Without our leader Moses, we panicked

BY RABBI JAMES STONE GOODMAN

On the heels of the molten beast, we slipped. Make us a god, we said last week, because that man who led us out of Egypt, we don’t know what became of him (Exodus 32:1). Did we want a god, or did we want a leader? Rashi taught that we were confused; Moses was late returning from the mountaintop, and we panicked. 

What kind of leader do we want? You know what kind of leader. Someone who listens, as long as it takes. 

We knew we had a good leader. He was humble, and he receded to the heart of the story. Here at the beginning of the enterprise, we’re taught a healthy skepticism about expressed leadership. Our leader is a teacher, humble, he inspires others to grow around him. He makes room for creativity to happen, that kind of leader. 

We seem to have all we need: a great designer in the artist Betzalel, the design, the Designer, the master of ceremonies, and the one who sits with us, however long it takes, and listens. And yet we make that molten beast.

We are healed by the very things through which we were corrupted. When we slipped with the molten calf, we gathered against our master of ceremonies, Aaron (Exodus 32:1). There we gathered together in confusion, frustration, impatience. What happened to Moses? 

In this week’s story, the one who sits with us and listens gathers us together to review the plan for living (Exodus 35:1). It starts with Shabbat. Vayakhel Moshe, Moses gathered us together (same root as gathering against Aaron), and he brought what he always brings: the healing. Rashi taught it was the day after Yom Kippur, what follows is forgiveness.

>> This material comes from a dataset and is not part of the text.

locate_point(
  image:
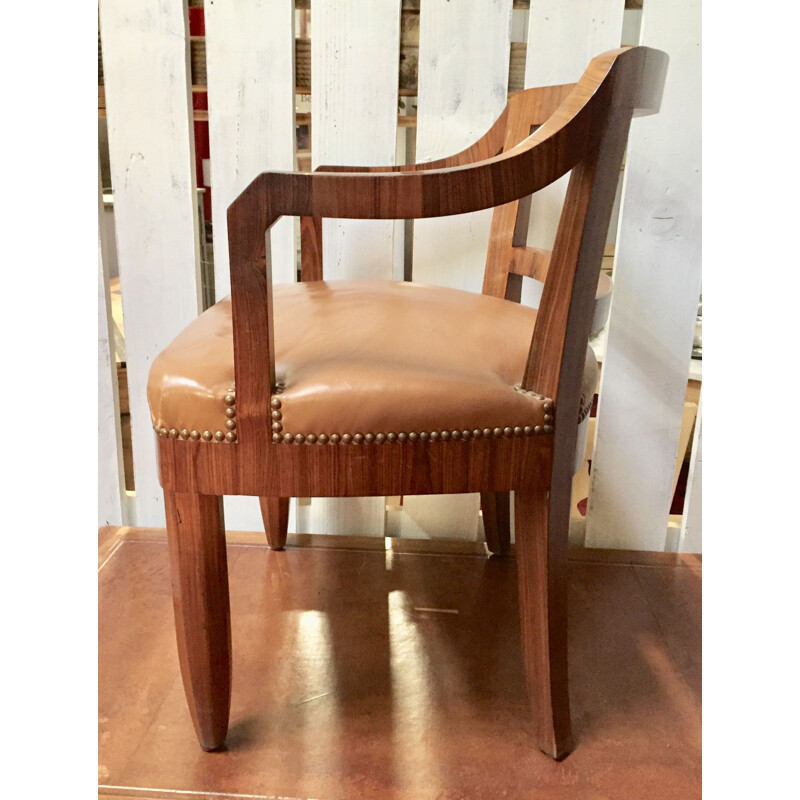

We will return to building. The building will be a symbol of our healing, a sign of forgiveness from the slip with the molten beast. 

On the heels of the molten beast, Moses our teacher gathered together the entire community. We had gathered against his brother Aaron: Make us a god who will go before us, we said to Aaron, because your brother who is our heart, we don’t know what happened to him. We had been lost because our teacher could not be found. 

And that man who brought us out?

He’s back.

Rabbi James Stone Goodman serves Central Reform Congregation and is a member of the St. Louis Rabbinical Association, which coordinates the weekly d’var Torah for the Jewish Light.